How sushi makes you fat
Many of us believe eating sushi is a good way to get the recommended two portions of fish each week, but most of the products on the market contain very little protein.
The main reason for sushi surge in popularity is its reputation as a healthy meal. Japanese women are among the healthiest in the world, while slender celebrities are all fans of the raw fish dish.
But do sushi’s nutrition credentials – especially the Western version – stack up?
Not always, according to British dietitian Rachel Beller. In her book Eat To Lose, Eat To Win, Rachel Beller says a “light lunch” of sushi may mean you overdose on calories and carbohydrates.
“A typical sushi roll contains 290 to 350 calories and has the carbohydrate equivalent of two-and-a-half to four slices of bread,” she says.
“So a California roll (round rolled sushi, containing a small piece of fish and avocado plus fatty mayonnaise) equals two sandwiches filled with crab sticks (processed fish that is flavored and colored to look and taste like crab), a sliver of avocado and a tiny bit of veg.”
Bear in mind a sushi lunch contains two or three of these rolls, a total of up to 1,050 calories, and it’s easy to see how we’re conning ourselves that we’re enjoying a low-calorie, healthy lunch.
Health experts say a portion of fish should weigh 140 g, but on average, the fish in a California roll or piece of nigiri (rice with fish balanced on the top) weighs just 5 g.
You’d need to eat 28 pieces of sushi to reach your 140 g portion – or more, if you choose a mixed sushi box containing vegetarian varieties.
Boots Shapers Japanese Style Sushi Sampler (80 g) contains just 5 g of fish – less than one king prawn.
Even “fish” sushi boxes don’t contain much. Marks & Spencer Fish Sushi Selection (191 g) has just 36 g of fish, meaning you would have to eat four boxes and consume 1,184 calories to get one of your recommended fish portions.
Sashimi – slices of raw or seared tuna or salmon – is a better option if you’re keen on boosting protein, omega-3 fats, vitamins and minerals. This form of Japanese food is low in processed carbohydrates.
The recommendations for pregnant and breastfeeding women (or those who want to get pregnant) eat no more than two portions of oil-rich fish (salmon, mackerel, trout or fresh tuna) each week as it can contain pollutants that can affect a baby’s development. All other adults should have no more than four portions a week.

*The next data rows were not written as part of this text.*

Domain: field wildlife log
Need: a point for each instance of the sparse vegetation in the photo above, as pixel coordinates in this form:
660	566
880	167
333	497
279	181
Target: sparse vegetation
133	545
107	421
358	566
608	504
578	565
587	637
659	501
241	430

Tuna can also contain mercury, a toxin that can affect the kidneys and nervous system.
While it’s fine to eat shop or restaurant sushi when you’re pregnant (by law it must be frozen to kill parasitic worms that can cause nausea, vomiting, diarrhoea and stomach pain), the UK Department of Health advises pregnant or breastfeeding women to avoid shellfish, such as shrimps, prawns, crab or scallops, which can contain viruses and bacteria.
Stodgy white rice is the main ingredient in sushi – sometimes making up as much as 75% of the dish. Like long-grain white rice, it is heavily processed, causing it to lose vitamins, minerals and fibre, the last of which is important for maintaining a healthy digestive system – and filling us up.
Sushi rice isn’t just boiled in water, it also has considerable amounts of sugar, plus sugary rice vinegar added to it as flavoring.